Having looked around online I’m seeing mixed options for hosting this, some where I need to install it myself and others where it appears it is fully managed. Does anyone have an easy solution which is proven to work?
Interested as well. I just started using groq the other day so I was wondering if it was an option there, or if there was a way to provide models to groq
Found this on the groq website, looks possible GroqCloud - Groq is Fast AI Inference
Is it any good generating code?
Groq is super fast, they also have free tier.

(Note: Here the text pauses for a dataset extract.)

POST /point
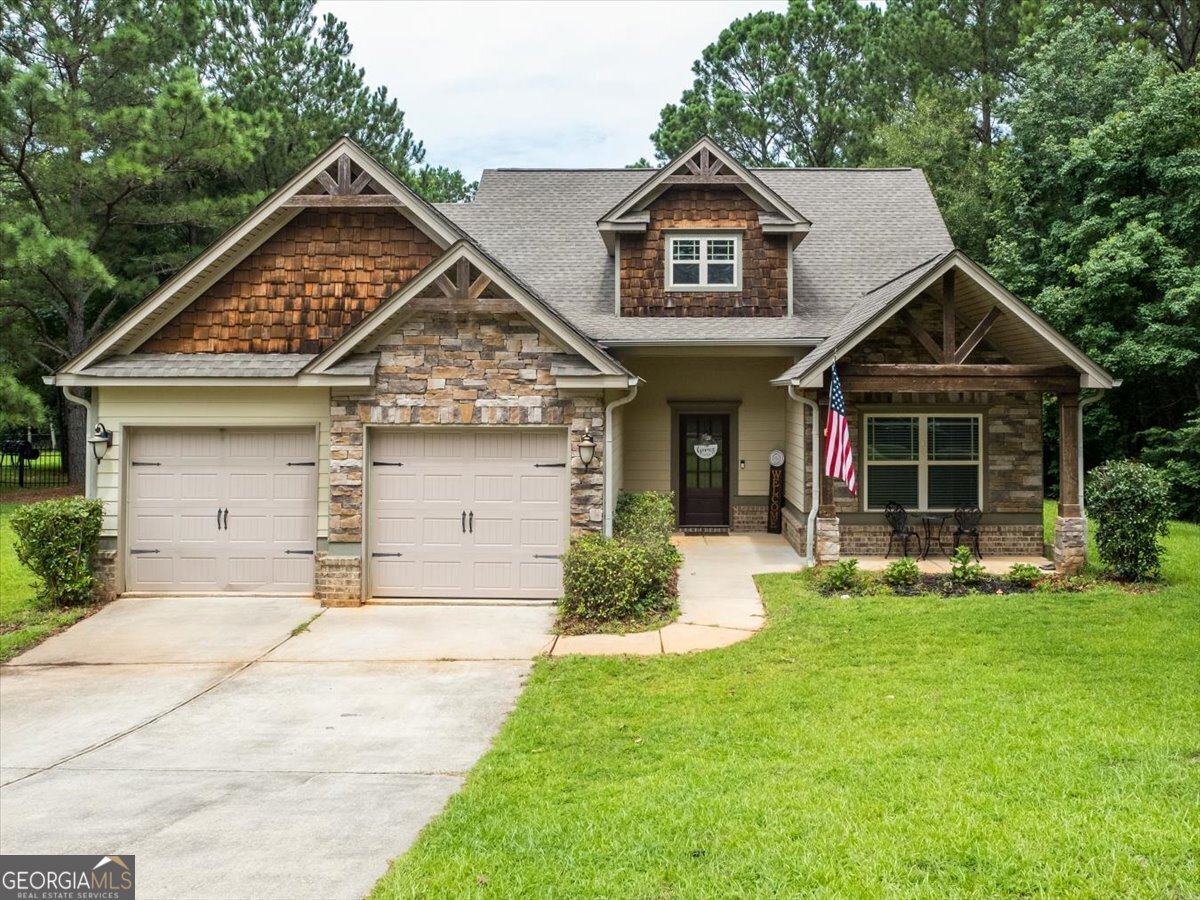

But they only host somewhat weak models for coding.
Like their best is Llama 3.1 70b I think.
So while speed is exciting I prefer Google Gemini 1.5 Flash. Its almost as fast and is better then models that Groq runs
OpenRouter has almost any model
And they also publish stats for which apps use which models how much
They have Qwen coder 32b
I gave it a try. In my view Sonnet and may be even GPT4 are still better models. May be even Gemini Flash and Pro are better.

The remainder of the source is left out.